Personal information
- Date of birth: 9 August 1908
- Place of birth: Tunis, Tunisia
- Date of death: 25 November 1978 (aged 70)
- Place of death: France
- Position: Goalkeeper

Youth career
- 1920–1923: Jeune France de Tunis

Senior career*
- Years: Team / Apps / (Gls)
- 1923–1928: Sporting Club Tunis
- 1928–1929: Olympique de Marseille
- 1929–1931: Club Français
- 1931–1932: Stade Français
- 1932–1937: Nice
- 1937–1939: Antibes

International career
- 1932: France / 2 / (0)

Managerial career
- 1939–1940: Antibes
- 1945–195?: La Semeuse Nice

= Raoul Chaisaz =

French footballer and manager (1908–1978)
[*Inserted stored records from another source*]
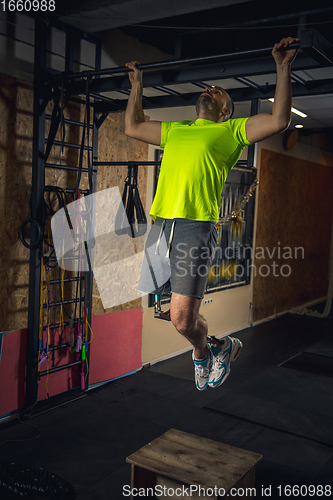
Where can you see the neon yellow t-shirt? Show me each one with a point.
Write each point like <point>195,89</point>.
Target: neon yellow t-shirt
<point>197,158</point>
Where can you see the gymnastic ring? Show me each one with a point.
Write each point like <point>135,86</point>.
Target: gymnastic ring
<point>39,237</point>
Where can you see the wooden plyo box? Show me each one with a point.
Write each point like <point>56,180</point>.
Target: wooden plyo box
<point>177,464</point>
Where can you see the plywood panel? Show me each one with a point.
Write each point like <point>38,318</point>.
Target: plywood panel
<point>16,132</point>
<point>295,206</point>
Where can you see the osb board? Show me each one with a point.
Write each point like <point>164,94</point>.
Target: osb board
<point>16,132</point>
<point>295,208</point>
<point>114,145</point>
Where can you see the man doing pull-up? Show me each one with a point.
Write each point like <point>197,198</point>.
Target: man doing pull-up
<point>197,159</point>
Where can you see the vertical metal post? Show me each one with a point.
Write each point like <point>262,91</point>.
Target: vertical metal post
<point>252,150</point>
<point>37,195</point>
<point>88,281</point>
<point>69,58</point>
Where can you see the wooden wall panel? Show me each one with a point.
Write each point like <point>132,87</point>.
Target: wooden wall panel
<point>16,132</point>
<point>295,206</point>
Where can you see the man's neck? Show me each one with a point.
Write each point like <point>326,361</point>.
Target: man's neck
<point>207,116</point>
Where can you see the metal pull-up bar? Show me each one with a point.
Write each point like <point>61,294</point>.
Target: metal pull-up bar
<point>182,62</point>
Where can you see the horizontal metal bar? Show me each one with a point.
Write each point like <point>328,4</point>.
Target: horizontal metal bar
<point>65,167</point>
<point>82,191</point>
<point>123,163</point>
<point>229,285</point>
<point>58,368</point>
<point>70,122</point>
<point>319,87</point>
<point>54,259</point>
<point>181,62</point>
<point>66,280</point>
<point>69,145</point>
<point>56,326</point>
<point>168,91</point>
<point>75,31</point>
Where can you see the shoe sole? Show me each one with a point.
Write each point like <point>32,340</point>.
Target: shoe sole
<point>235,352</point>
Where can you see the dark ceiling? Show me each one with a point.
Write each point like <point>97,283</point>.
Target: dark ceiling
<point>192,28</point>
<point>195,28</point>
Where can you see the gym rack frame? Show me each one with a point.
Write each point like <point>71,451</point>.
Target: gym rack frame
<point>315,52</point>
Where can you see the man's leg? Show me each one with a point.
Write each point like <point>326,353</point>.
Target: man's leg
<point>184,313</point>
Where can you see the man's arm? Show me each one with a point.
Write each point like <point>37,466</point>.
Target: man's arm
<point>135,124</point>
<point>263,125</point>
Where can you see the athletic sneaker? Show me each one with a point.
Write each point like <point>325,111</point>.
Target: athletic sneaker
<point>224,351</point>
<point>202,370</point>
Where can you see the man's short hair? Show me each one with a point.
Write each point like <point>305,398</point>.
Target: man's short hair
<point>232,104</point>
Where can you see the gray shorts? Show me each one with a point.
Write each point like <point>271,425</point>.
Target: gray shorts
<point>178,256</point>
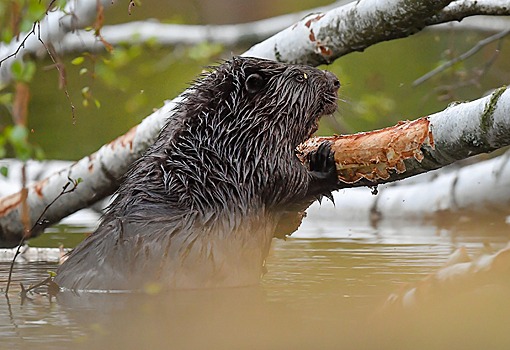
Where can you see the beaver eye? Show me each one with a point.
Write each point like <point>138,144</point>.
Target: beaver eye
<point>254,83</point>
<point>301,77</point>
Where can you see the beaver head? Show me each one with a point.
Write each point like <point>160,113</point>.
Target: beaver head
<point>255,97</point>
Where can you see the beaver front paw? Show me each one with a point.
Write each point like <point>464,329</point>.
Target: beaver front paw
<point>324,178</point>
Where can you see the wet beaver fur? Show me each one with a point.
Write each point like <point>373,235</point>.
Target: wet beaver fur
<point>201,207</point>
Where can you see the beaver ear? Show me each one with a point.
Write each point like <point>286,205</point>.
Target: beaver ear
<point>254,83</point>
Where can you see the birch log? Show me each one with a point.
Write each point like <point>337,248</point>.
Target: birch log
<point>313,40</point>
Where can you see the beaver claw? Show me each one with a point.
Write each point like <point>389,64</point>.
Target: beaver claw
<point>323,172</point>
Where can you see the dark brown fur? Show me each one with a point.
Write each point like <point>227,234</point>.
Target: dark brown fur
<point>201,207</point>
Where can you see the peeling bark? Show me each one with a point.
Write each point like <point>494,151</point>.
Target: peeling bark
<point>414,147</point>
<point>316,39</point>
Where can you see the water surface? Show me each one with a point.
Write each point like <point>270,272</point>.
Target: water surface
<point>323,290</point>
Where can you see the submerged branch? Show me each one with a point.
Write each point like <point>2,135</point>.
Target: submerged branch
<point>316,39</point>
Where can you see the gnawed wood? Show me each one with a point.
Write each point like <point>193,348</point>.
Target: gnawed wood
<point>374,155</point>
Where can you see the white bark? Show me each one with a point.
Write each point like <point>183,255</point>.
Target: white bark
<point>480,188</point>
<point>53,27</point>
<point>337,31</point>
<point>321,38</point>
<point>459,132</point>
<point>234,34</point>
<point>100,173</point>
<point>175,34</point>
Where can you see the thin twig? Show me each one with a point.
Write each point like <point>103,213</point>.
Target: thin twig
<point>60,73</point>
<point>64,191</point>
<point>467,54</point>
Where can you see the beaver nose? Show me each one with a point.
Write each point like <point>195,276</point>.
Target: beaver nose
<point>333,80</point>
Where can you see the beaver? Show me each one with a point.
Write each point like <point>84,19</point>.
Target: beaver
<point>201,207</point>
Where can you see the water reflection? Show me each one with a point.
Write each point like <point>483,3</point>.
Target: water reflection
<point>319,293</point>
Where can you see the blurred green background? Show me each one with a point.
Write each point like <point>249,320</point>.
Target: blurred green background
<point>114,91</point>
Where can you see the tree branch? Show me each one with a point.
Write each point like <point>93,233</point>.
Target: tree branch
<point>52,28</point>
<point>313,40</point>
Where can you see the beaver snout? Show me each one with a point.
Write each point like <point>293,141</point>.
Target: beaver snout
<point>331,94</point>
<point>332,80</point>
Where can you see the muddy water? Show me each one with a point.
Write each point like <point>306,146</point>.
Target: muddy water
<point>323,290</point>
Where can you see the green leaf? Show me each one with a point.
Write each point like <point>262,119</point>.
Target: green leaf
<point>28,71</point>
<point>17,70</point>
<point>36,10</point>
<point>78,60</point>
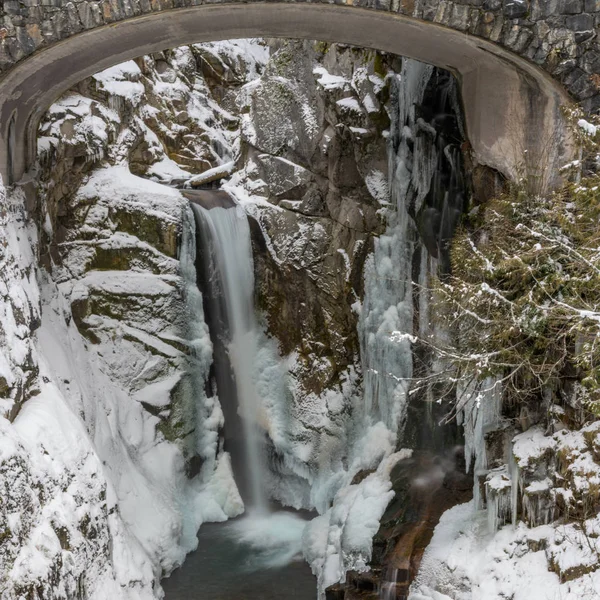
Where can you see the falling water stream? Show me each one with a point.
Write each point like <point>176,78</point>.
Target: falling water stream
<point>257,556</point>
<point>227,256</point>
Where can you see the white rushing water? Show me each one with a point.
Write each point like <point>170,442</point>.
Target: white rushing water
<point>230,237</point>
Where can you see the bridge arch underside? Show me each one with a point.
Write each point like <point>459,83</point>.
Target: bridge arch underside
<point>510,104</point>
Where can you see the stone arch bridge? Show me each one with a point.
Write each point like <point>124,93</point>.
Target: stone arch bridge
<point>517,61</point>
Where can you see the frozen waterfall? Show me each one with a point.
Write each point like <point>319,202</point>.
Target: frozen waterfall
<point>226,272</point>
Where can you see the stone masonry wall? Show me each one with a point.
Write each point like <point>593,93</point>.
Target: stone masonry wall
<point>562,36</point>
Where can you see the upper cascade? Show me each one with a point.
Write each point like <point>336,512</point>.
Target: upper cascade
<point>226,253</point>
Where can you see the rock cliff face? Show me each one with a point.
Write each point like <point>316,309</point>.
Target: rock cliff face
<point>349,164</point>
<point>113,461</point>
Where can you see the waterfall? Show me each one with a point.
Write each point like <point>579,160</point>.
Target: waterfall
<point>226,274</point>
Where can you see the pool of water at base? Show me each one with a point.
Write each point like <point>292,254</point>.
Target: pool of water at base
<point>230,564</point>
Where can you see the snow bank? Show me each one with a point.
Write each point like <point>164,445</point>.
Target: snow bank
<point>463,562</point>
<point>342,539</point>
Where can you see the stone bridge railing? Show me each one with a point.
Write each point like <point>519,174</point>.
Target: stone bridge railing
<point>561,36</point>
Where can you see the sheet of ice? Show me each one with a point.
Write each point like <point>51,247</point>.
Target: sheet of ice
<point>342,538</point>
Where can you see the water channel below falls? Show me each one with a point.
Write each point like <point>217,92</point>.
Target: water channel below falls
<point>245,559</point>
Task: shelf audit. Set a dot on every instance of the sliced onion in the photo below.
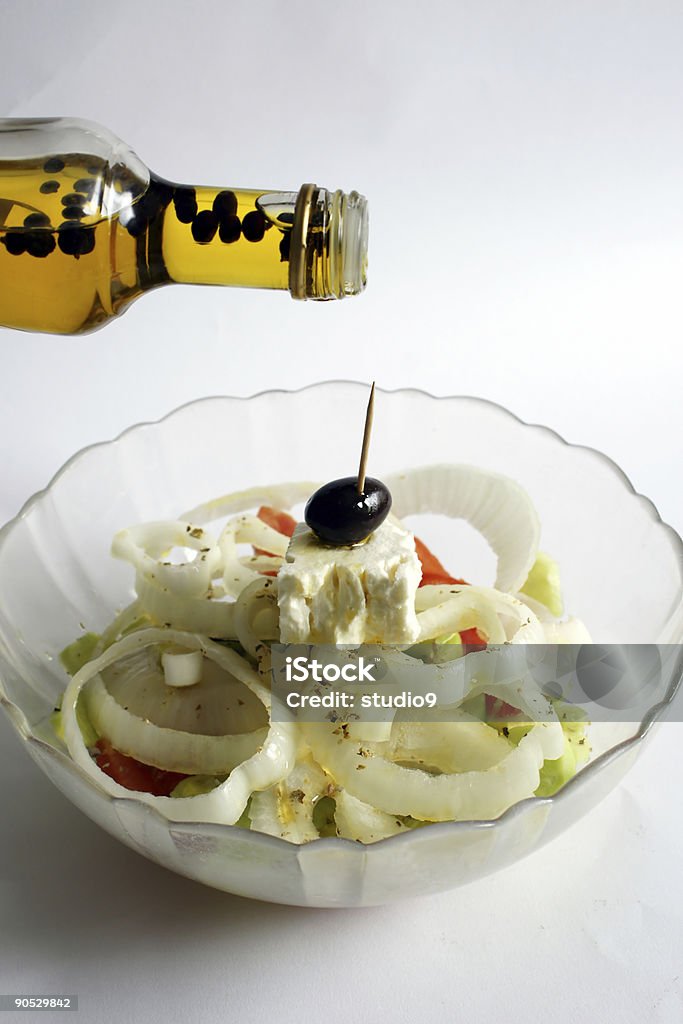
(461, 743)
(364, 823)
(143, 547)
(190, 614)
(280, 496)
(571, 631)
(272, 762)
(172, 750)
(498, 507)
(286, 810)
(256, 614)
(181, 668)
(467, 796)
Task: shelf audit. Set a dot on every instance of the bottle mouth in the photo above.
(329, 244)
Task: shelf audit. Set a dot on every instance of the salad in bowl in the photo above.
(141, 632)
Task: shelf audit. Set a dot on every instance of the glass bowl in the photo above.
(57, 579)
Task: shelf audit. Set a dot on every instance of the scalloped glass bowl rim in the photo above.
(592, 768)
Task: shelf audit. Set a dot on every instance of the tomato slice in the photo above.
(472, 639)
(133, 774)
(500, 711)
(282, 521)
(432, 570)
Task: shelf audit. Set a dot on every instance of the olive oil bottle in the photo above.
(85, 228)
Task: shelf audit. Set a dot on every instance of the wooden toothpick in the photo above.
(366, 441)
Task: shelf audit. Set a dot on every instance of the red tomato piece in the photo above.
(432, 570)
(472, 639)
(133, 774)
(499, 711)
(282, 521)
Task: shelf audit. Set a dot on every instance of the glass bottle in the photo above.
(85, 228)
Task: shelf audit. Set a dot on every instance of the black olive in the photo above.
(229, 228)
(85, 185)
(37, 220)
(163, 189)
(40, 243)
(69, 239)
(14, 243)
(184, 201)
(73, 212)
(341, 516)
(253, 225)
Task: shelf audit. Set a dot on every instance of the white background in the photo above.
(523, 163)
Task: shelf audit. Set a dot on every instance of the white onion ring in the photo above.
(498, 507)
(224, 804)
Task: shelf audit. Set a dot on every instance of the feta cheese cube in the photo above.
(365, 594)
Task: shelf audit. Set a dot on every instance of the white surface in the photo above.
(523, 164)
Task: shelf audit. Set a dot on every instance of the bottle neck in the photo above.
(312, 243)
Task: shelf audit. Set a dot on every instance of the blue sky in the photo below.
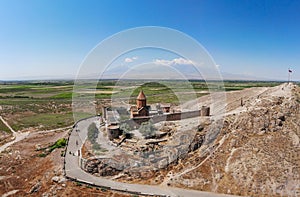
(50, 38)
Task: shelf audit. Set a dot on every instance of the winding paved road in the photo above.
(73, 170)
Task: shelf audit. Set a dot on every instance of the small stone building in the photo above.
(141, 108)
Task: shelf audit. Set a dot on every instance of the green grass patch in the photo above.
(4, 128)
(64, 95)
(48, 121)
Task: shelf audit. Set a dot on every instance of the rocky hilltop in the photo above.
(256, 153)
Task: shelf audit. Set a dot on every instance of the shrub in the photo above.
(147, 129)
(92, 133)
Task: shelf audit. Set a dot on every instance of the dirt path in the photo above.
(8, 126)
(18, 136)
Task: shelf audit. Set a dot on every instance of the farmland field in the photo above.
(48, 104)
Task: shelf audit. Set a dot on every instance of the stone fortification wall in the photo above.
(168, 117)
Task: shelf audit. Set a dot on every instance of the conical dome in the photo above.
(141, 96)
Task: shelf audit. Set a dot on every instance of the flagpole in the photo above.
(289, 76)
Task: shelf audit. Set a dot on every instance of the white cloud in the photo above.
(130, 59)
(176, 61)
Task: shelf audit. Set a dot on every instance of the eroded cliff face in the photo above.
(257, 152)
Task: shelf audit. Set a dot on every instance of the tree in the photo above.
(147, 129)
(125, 127)
(92, 133)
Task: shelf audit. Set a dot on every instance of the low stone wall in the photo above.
(169, 117)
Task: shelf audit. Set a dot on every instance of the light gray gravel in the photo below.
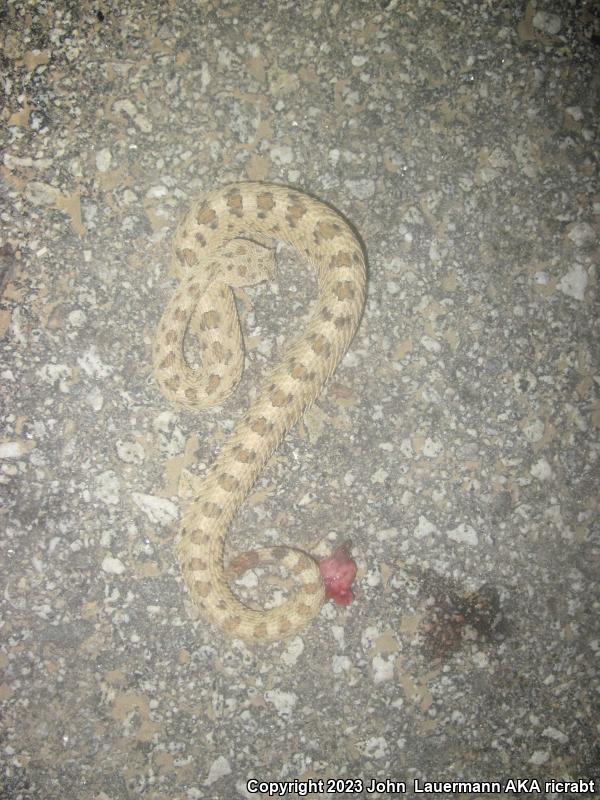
(457, 445)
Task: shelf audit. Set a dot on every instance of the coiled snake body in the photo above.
(221, 243)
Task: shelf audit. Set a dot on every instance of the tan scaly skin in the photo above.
(221, 243)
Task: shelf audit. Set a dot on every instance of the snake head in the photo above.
(338, 571)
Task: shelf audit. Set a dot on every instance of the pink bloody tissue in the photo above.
(338, 572)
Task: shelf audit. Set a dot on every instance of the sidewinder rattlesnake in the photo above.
(222, 242)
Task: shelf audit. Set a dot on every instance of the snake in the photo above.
(226, 240)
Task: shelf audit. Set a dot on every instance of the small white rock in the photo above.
(574, 283)
(218, 769)
(113, 566)
(103, 159)
(159, 510)
(464, 533)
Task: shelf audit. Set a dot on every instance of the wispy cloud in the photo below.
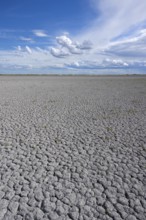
(27, 39)
(68, 47)
(40, 33)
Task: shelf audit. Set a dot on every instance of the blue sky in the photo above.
(73, 36)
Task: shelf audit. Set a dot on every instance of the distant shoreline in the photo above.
(95, 75)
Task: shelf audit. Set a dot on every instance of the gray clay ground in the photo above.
(72, 148)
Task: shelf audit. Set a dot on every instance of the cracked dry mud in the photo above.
(72, 148)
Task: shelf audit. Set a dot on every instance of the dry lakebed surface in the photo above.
(72, 147)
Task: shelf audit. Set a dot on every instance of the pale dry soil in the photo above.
(72, 148)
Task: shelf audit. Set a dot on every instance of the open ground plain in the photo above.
(72, 147)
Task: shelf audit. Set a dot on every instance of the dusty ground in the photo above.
(72, 148)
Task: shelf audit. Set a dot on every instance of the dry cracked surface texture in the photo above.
(72, 148)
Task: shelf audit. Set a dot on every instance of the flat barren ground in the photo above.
(72, 148)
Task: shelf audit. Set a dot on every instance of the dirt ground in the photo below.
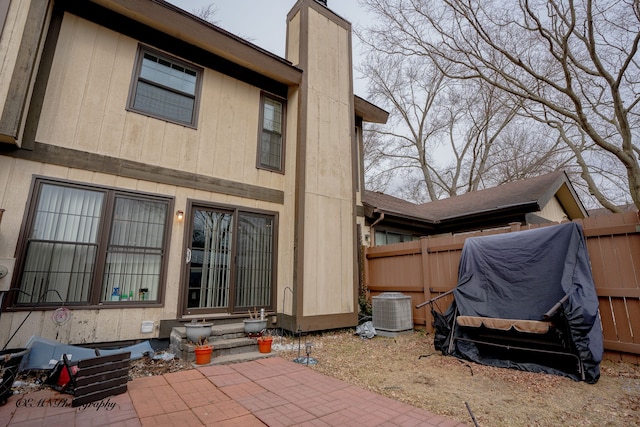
(408, 369)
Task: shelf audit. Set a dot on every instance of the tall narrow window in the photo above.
(271, 146)
(165, 87)
(90, 245)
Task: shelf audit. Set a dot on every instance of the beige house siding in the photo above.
(94, 325)
(93, 97)
(330, 220)
(80, 130)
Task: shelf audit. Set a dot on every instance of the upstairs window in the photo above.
(271, 136)
(165, 88)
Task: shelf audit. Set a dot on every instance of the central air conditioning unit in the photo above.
(392, 313)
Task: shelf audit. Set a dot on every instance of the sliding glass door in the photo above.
(230, 258)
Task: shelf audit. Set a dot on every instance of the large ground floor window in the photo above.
(90, 245)
(231, 260)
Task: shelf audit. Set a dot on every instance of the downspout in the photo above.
(372, 228)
Raoul Chaisaz (9 August 1908 – 25 November 1978) was a French footballer who played as a goalkeeper for Nice and the French national team in the 1930s.

==Playing career==
Born in Tunis on 9 August 1908, Chaisaz began his career in the youth ranks of Jeune France de Tunis in 1920, aged 12, with whom he played for three years, until 1923, when he joined Sporting Club Tunis, where he stayed for five years, until 1928. He then moved to France, where he played 8 matches for Olympique de Marseille in the 1928–29 season, helping his side win the 1929 Championnat Amateur. He then spent the next two seasons at Club Français, from which he joined Stade Français in 1931, with whom he played one season, until 1932, when he joined Nice, with whom he played for five years, until 1937. He then joined Antibes, where he retired in 1939, aged 31.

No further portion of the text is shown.